Australian Exporters – You’re on your own!

Key Points:

  • Australian Commission of Audit recommends abolition of Austrade and EFIC.
  • The recommendations of the Commission on trade and investment are wholly unsupported by the reasons provided.
  • The Government’s acceptance of these recommendations would undermine massive strides forward in engaging SMEs to export, and the Government’s commitment to ‘economic diplomacy’

The Australian Commission of Audit (CoA) – the report that will likely guide Government policy on the big decisions into the future – is scathing on the effectiveness of international trade and industry assistance bodies.

The most mind-boggling recommendations include:

  • Austrade to be gutted, and folded into the Department of Foreign Affairs & Trade
  • Abolition of the Export Finance Insurance Corporation (EFIC)

There are of course Government programs – particularly those built some time ago and never truly reformed – that could stand for some renovation. However, the CoA has taken the view that a program not functioning at its peak, should be abolished. In other words, if it’s not perfect – scrap it.

That is the wrong approach, even in a horizon-spotted fiscal crisis.

Here is what they say, and why they are wrong:

On Austrade:

CoA:

In 2011-12 Austrade was provided with funding of approximately $335 million. Austrade’s annual report indicates that in that year, its assistance led to 205 export sales ‘either under negotiation or concluded’. This does not appear to represent value for money with relatively high costs for the number of business opportunities generated. The return on investment is poor.

Response:

Increased export sales is not a metric seriously tracked by Austrade. If this were a serious measure, Austrade could easily inflate these figures by disaggregating so-called “sales” (what does this actually mean? How big are they?). Austrade offers enormous value in opening up new markets for Australian exporters – market advice, contacts and network, the imprimatur of Government – to enable companies to succeed where they otherwise wouldn’t dare venture.
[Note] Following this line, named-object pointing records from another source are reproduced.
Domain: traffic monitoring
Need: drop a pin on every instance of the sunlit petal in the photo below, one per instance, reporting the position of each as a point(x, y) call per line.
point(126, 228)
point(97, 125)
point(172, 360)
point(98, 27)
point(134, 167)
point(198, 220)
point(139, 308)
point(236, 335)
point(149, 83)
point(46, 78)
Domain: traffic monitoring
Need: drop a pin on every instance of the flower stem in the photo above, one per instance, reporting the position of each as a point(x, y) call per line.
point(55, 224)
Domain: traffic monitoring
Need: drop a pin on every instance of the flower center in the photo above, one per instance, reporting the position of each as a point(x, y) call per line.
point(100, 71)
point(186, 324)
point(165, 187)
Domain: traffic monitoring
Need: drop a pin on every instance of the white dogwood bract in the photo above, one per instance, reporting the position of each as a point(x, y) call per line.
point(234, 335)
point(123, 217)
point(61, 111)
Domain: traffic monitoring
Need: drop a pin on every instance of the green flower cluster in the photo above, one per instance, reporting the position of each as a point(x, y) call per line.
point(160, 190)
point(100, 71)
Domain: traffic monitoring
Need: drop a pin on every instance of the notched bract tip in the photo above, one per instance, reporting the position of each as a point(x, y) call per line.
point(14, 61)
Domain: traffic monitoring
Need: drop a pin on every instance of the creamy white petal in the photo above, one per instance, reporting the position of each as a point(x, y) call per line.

Here’s a better metric – Austrade programs and services helped 4867 Australian businesses in 2012/13. That’s more than 10% of Australia’s total exporters (44,500).

Now Austrade certainly needs reforming. In particular, a stronger focus on market intelligence; bringing live actionable opportunities to companies. They can charge for this, sure, but this should be the central focus of the agency.
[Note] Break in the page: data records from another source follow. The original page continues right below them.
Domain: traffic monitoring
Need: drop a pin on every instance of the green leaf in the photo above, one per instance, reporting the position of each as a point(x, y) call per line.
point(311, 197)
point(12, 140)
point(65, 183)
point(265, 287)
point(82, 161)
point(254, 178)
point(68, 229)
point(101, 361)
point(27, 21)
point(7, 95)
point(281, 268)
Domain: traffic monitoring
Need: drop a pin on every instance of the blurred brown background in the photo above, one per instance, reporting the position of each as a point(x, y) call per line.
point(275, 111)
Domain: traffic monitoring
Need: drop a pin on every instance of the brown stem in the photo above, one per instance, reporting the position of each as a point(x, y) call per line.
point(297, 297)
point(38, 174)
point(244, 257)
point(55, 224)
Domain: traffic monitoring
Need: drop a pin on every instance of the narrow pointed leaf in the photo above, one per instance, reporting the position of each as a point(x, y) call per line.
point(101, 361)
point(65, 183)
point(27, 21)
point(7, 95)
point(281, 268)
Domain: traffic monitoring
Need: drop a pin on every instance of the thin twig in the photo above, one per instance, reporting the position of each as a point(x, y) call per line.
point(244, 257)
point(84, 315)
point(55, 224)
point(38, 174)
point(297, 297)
If the CoA gets its way, the Austrade baby will be thrown out with the bathwater. The Abbott Government has emphasised its focus on economic diplomacy. A great way to backtrack on this important commitment would be to adopt this recommendation.

On EFIC:

CoA:

…”Virtually all of Australia’s exports by volume and value take place without EFIC’s assistance. Support provided by EFIC has mostly been directed at a small number of large businesses, including major resource projects.”

Response:

EFIC has undergone significant reforms in the past few years. It could well have been said, in the past, that it was focussed on the bigger end of town. There’s actually nothing intrinsically wrong with that – and it follows the model adopted by equivalent Export Credit Agencies in the OECD.
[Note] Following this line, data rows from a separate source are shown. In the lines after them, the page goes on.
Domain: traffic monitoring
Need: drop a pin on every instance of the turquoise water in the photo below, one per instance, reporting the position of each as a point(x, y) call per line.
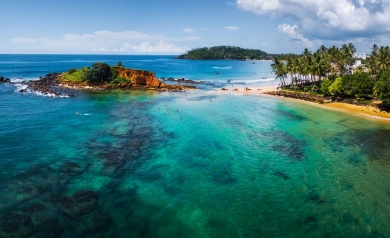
point(195, 164)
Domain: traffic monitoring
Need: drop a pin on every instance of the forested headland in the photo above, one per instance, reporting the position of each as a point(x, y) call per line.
point(333, 73)
point(229, 52)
In fact, EFIC has been growing its offering to SMEs dramatically in the last few years. Out of 168 ‘facilities’ totalling over half a billion dollars in 2013 – 135 of these were to SME clients. Moreover, EFIC actually made a $23m profit in 2013. Imagine that – a Government agency that makes a profit, while providing support to hundreds of Australian businesses seeking to export.

EFIC has only recently unveiled a new product offering guarantees for Australian companies that want to expand offshore. Anyone who has ever asked their local bank to extend facilities for a new foreign facility will know how difficult the conversation can be – particularly for SMEs. And it rarely ends with a cheque. EFIC has recognised this – adapted, and now seeks to solve this market failure.

EFIC, too, needs reform. Importantly, its scope of activities is limited to solving market failures. It cannot act as a lender to Australian companies in their export or foreign investment activities. This cuts the body off at its knees.

EFIC needs to expand, not be abolished. A decision to abolish a profitable Government agency that supports Australian exporters should be politically difficult. Hopefully, we will all see sense.

How Should the Government Respond?

Much more could be said about the CoA’s approach to international trade and investment. The proposed slash and burn of export programs will take us back to the 1970s, when large companies closed trade deals at diplomatic champagne receptions – and SMEs were not expected to imagine a customer outside of Australia. Our economic diplomats – however many remain – would be the laughing stock of the OECD.

A Government serious about growing Australia’s exports – being a food bowl to Asia, supplying an emergent China with high value-add services, attracting foreign students and tourists – will not abolish Austrade or EFIC. They will seek to reform, reprioritise and re-energise them. We cannot abolish all that is imperfect. Let’s hope these two recommendations – and the broad attempt to eviscerate Australian trade programs – are not taken seriously by a Government committed to serious export growth.